The afternoons were organized around the activities which uniformly followed the small group activities and returning to a large group to debrief. The most successful approach was to group students together based on common research questions & diverse technical skills: this way, they could learn from each other as well. This was largely successful although by the end of the week, it was clear that if we could have mixed up the pedagogy, that might have been appreciated.
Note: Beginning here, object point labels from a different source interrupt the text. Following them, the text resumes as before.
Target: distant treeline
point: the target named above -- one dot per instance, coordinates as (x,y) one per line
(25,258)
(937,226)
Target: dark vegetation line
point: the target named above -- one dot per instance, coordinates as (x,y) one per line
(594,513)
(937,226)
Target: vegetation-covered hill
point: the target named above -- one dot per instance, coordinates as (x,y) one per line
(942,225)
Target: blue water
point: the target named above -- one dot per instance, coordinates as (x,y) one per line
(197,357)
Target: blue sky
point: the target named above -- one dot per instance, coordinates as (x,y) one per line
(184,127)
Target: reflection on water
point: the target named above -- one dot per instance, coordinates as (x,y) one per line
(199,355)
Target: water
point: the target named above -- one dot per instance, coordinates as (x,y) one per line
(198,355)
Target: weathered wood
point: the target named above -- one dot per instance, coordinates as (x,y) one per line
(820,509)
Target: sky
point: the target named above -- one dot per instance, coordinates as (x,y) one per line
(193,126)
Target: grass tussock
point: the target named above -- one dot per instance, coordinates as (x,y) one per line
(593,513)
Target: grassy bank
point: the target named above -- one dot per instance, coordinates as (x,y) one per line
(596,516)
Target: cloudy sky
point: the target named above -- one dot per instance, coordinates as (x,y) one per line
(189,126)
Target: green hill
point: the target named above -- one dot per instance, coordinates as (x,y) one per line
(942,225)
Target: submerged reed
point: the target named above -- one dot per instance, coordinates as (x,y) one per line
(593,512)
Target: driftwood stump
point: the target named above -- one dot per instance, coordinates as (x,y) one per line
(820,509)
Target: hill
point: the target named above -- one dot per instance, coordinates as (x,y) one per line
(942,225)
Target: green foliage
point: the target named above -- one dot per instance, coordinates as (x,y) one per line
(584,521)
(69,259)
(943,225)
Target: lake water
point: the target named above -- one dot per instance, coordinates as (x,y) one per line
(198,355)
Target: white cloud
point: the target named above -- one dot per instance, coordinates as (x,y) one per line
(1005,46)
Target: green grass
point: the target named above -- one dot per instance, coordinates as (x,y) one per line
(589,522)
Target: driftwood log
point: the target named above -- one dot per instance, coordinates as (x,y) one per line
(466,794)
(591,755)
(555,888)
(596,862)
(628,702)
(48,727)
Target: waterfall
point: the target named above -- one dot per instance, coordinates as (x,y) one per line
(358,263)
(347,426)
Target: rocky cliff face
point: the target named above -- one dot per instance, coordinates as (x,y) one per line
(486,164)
We also benefited from important inputs from participants, who presented some computing tools that they found useful (julia, docker container…).

We overall thought that the online nature was ok, but that it was limited by the time that everyone can spend interaction through a screen. It seems that our slack channel was more useful than the previous year, which shows that there is at least some substitutability. One important content that the participants really liked was that everyone was contributing to the content, providing interesting resources, tools and approaches to the daily subject of interest: these resources were curated and made available on our github.

POST-SICSS

The slack channel remained active for a few weeks but seems dead by now.